Libya pumped less than 100,000 barrels a day before Haftar lifted a blockade of oil facilities in September. Daily output reached 560,000 barrels last week and would rise to 800,000 within a fortnight, the NOC said. The company won’t be able to pump at last year’s levels of around 1.2 million barrels a day due to damaged infrastructure and budget constraints, it said.

If Libya’s daily output rises to 1 million barrels as quickly as the NOC says, that will add to the challenge for the OPEC+ producer alliance, which is trying to curb global crude supplies and bolster prices. The coalition and partners including Russia meet next month to decide on policy. Also, OPEC+ is weighing whether to delay a plan to ease production cuts in January.
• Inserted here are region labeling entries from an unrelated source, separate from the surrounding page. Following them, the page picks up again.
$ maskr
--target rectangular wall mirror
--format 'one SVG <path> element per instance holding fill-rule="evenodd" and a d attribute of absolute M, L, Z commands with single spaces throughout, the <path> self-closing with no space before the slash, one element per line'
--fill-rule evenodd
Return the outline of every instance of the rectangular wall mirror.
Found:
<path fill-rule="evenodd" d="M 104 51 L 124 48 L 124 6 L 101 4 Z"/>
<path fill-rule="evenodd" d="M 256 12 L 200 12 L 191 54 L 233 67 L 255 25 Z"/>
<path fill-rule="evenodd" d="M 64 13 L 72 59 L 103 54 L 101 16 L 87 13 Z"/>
Even its worst-case analysis of the market didn’t anticipate such high Libyan output until late 2021. Libya is exempt from production curbs due to its strife.

Cooperation with Turkey

However, Turkey, the main backer of the GNA, immediately voiced skepticism that the ceasefire would hold, with President Tayyip Erdogan saying “it does not seem too achievable”.

Touching upon the ceasefire agreement, on Sunday, Libyan Defense Minister Salaheddin al-Namroush said: “The signing of the initial agreement does not include the military cooperation agreement with the state of Turkey, an ally of the legitimate government”. Also, “we affirm the strengthening of cooperation with our Turkish ally and the continuation of the training programs that have been received and will be received by affiliates at the training institutes of the Ministry of Defense of the GNA.”

The ceasefire stated that with immediate effect, “until the new unified government assumes its functions, all military agreements on training inside Libya shall be suspended and training crews shall depart the country.” However, Namroush underlined that this did not include cooperation with Turkey. Noting the possibility that Haftar’s militias may not comply with the truce, he said the accords on security and military training must be focused on now more than ever now. The defense minister said one of the most important benefits of bringing peace to Libya is building a Libyan army on sound foundations and forming a comprehensive national doctrine for future generations.

The High Council of State similarly said in a statement that “the agreement does not include the legitimate agreements with Turkey”. The council also noted that the agreement does not annul the war crimes committed by Haftar’s militias in their attacks on the capital Tripoli and said those responsible for the mass graves in the city of Tarhuna should be held accountable.

On the other side, the Turkish Defense Ministry on Saturday, following the ceasefire deal, had reiterated that the military training, cooperation and consultancy given to the Libyan armed forces continues and shared photos of the training.

Jason Pack, a fellow at the Middle East Institute and founder of risk consultancy Libya Analysis, said Turkey’s skepticism of the agreement is well-founded given the complexity of the conflict. “Erdogan is a smart man, he understands that Libya is a multi-dimensional chess game so they’ve solved the lowest, most basic level of getting some actors who don’t have much power on the ground to say ‘we can’t win the war militarily’,” Pack said.

“They haven’t dealt with the underlying issues, the second and third degrees of the chess game, how revenues are to be divided, who’s to run the different semi-sovereign institutions, how do we have an interim period… all of that remains in abeyance because it hasn’t been discussed.”